Derin V yaka gömlek ve tişörtler dışında şal yakalı, kolsuz ve düz hatlı trench modelleri ilgi çekti.
Moda dünyasının ‘arsız çocuğu’ Jean Paul Gaultier’in ise artık uslanmaya başladığı bir kez daha gözlendi. 2011 erkeğini ‘monochrome’ ve ‘total look’ kodları ile sunan Gaultier, ceket, pantolon, gömlek ve kravat formülünü tek kumaştan tasarlayarak ‘Gaultier’liğini’ yapmış oldu. Kruvaze ceketin düğmelerini bile aynı kumaştan kaplatan ünlü tasarımcı, hâkimiyeti tartışmasız bir moda dersi vermiş oldu. Total look koleksiyonunun bir diğer ilginç örneği ise ceket ve gömleğin enjeksiyon tekniği ile boyanarak bir bütünmüş hissini vermiş olmasıydı.

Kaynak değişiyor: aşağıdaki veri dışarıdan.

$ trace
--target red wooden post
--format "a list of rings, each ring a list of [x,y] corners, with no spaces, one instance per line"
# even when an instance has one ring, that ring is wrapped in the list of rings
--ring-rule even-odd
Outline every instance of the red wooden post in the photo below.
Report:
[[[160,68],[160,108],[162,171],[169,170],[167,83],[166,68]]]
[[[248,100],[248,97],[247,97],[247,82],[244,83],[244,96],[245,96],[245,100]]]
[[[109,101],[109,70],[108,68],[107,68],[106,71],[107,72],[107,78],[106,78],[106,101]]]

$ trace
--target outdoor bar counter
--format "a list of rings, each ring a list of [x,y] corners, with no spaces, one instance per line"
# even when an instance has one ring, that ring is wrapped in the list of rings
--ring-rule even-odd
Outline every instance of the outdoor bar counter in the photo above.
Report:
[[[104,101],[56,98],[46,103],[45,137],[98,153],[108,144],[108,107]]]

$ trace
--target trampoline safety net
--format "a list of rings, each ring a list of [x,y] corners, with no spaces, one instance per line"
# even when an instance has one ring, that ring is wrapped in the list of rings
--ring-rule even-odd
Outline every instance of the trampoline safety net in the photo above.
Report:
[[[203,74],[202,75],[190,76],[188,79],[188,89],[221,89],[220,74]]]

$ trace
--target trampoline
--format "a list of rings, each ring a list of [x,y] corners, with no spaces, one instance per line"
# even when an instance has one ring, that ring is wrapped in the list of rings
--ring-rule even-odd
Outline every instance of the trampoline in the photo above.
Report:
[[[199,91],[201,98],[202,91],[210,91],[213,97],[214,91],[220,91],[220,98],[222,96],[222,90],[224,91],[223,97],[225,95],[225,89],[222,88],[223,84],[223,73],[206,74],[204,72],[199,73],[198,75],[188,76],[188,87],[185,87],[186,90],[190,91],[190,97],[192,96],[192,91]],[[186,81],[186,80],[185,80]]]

Moda dünyasının bir diğer önemli tasarımcısı olan Nicolas Ghensquerke’in Balenciaga için çizmiş olduğu koleksiyon ise tasarımcının modaya olan entelektüel yaklaşımının erkek versiyonu olarak alkışlandı.
‘Superposition’ olarak adlandırılan ve üst-üste giyme olarak tercüme edebileceğimiz giyim tarzına verdiği örnekler ilgi çekici idi.
Galliano’dan ‘Şarlo’ya saygı
Balenciaga, uzun kollu siyah tişört üzerine giydirilen kolsuz beyaz gömlek veya uzun kollu gömlek ve kolsuz ceket gibi formüllerle klasisizm kodlarının dengeleri ile oynayarak istidadını sergilemiş oldu.
Paris’te gerçekleşen moda haftasının bir diğer starı John Galliano’nun ise koleksiyonunu Charlie Chaplin’in canlandırdığı ünlü ‘Şarlo’ karakterine ithaf etmiş olduğu gözlendi.
Galliano, 2011 yaz sezonunda ‘inn’ olacağı öngörülen şalvar modellerini uzun gömlek ve kısa ceketlerle sundu. Koleksiyon finalindeki beyaz frakı, vual etli hasır bir şapka ile sunan Galliano’nun çılgınlıkta Gaultier’i aratmayacağı hissedildi.
Dünyanın en lüks markası olarak bilinen Louis Vuitton’un 2011 erkeğinin podyumlara yansıması ise şöyle: İndigo mavisinin tüm tonları, şort ve bermuda ağırlıklı rahat ve hafif bir yaz sezonu.